Following the military metaphor, in order to address “the current oppressive increase in cardiovascular risk” there is a call for new “campaigns” that are “forged with even greater vigor and resolve to combat obesity and other risk factors” [7]. Being a “product of culture, hamstrung by misbeliefs, intractable behavior patterns, and environments that have not responded to modification thus far” obesity reversal is not currently on many “best buy” lists of costeffective approaches [7]. There are options available to correct behavior; “subsidies, taxation, environmental restructuring, and resetting default health options to a positive position” are suggested as options for promoting national behavior change toward obesity reversal [7]. This process fits well with the military metaphor and is line with concepts and practices associated with residual risk and primordial prevention. The latter relates to efforts to “prevent the onset and development of risk factors at early and middle ages by means of appropriate public health strategies” [18]. These efforts are not without challenge as they involve “engaging in a battle against strong industrial sectors; but it is possible with sufficient political courage and citizen support” [18]. Using risk factors as the foundation for reprograming a nation toward healthy behaviors in a way places people “under the control of authority and turned into objects to be classified, measured, screened, and separated into ‘normals’ and ‘abnormals’, or ‘deviants’” [13]. This process has the propensity to lead to prognosis without sufficient diagnosis; “[o]besity is a chronic health problem with multiple etiologies and serious complications associated with it although the diagnosis at times is clear just by looking at the patient” [19].

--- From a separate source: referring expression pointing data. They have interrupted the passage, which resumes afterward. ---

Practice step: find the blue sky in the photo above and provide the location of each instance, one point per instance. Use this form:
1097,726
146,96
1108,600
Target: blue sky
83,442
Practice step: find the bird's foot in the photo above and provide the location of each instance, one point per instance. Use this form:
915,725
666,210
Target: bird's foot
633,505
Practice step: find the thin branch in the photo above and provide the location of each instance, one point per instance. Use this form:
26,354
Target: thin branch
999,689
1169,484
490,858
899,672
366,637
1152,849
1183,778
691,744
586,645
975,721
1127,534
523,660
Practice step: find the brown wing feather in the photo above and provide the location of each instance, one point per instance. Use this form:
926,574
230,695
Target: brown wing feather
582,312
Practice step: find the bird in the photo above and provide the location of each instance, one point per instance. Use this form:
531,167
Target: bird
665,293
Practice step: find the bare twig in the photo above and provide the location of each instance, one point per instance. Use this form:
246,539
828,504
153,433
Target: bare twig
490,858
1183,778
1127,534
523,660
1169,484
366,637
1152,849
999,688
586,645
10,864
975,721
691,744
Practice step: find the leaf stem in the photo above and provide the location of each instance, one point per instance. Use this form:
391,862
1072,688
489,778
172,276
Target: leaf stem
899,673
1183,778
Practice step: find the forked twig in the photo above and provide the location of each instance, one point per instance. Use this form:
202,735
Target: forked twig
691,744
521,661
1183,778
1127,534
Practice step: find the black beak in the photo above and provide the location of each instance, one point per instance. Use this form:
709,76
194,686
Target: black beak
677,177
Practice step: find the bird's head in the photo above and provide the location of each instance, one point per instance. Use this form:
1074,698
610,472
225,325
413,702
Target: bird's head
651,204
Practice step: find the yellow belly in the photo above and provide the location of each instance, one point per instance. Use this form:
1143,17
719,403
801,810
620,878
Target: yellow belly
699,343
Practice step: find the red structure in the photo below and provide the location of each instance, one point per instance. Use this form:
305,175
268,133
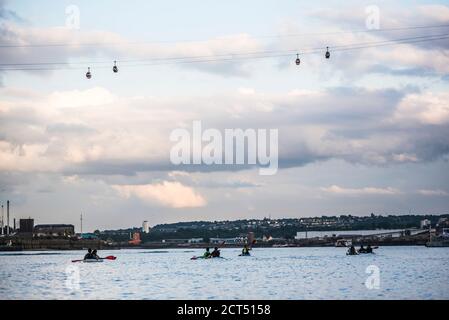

What collateral damage could be associated with the standardized usage of fighting words in a battle for health? “People's trust in the health system plays a role in explaining one's access to and utilization of medical care, adherence to medications, continuity of care, and even self-reported health status” [20]. Trust may “be influenced by professional norms and power dynamics between nurses, doctors, and others in a healthcare organization and may shape attitudes and practices toward patients” [20]. When obesity and other chronic diseases are labeled as epidemics and lifestyles are reduced to risk factors we must combat , it is important to thoughtfully and reflectively consider the repercussions of such wars on people by means of disease wars. While military metaphors and risk factors may work well from a medical perspective, this view of health promotion and disease prevention could lead to mistrust of health professionals, internalized blame, stereotyping large groups of people and ultimately impede adoption of healthful behaviors.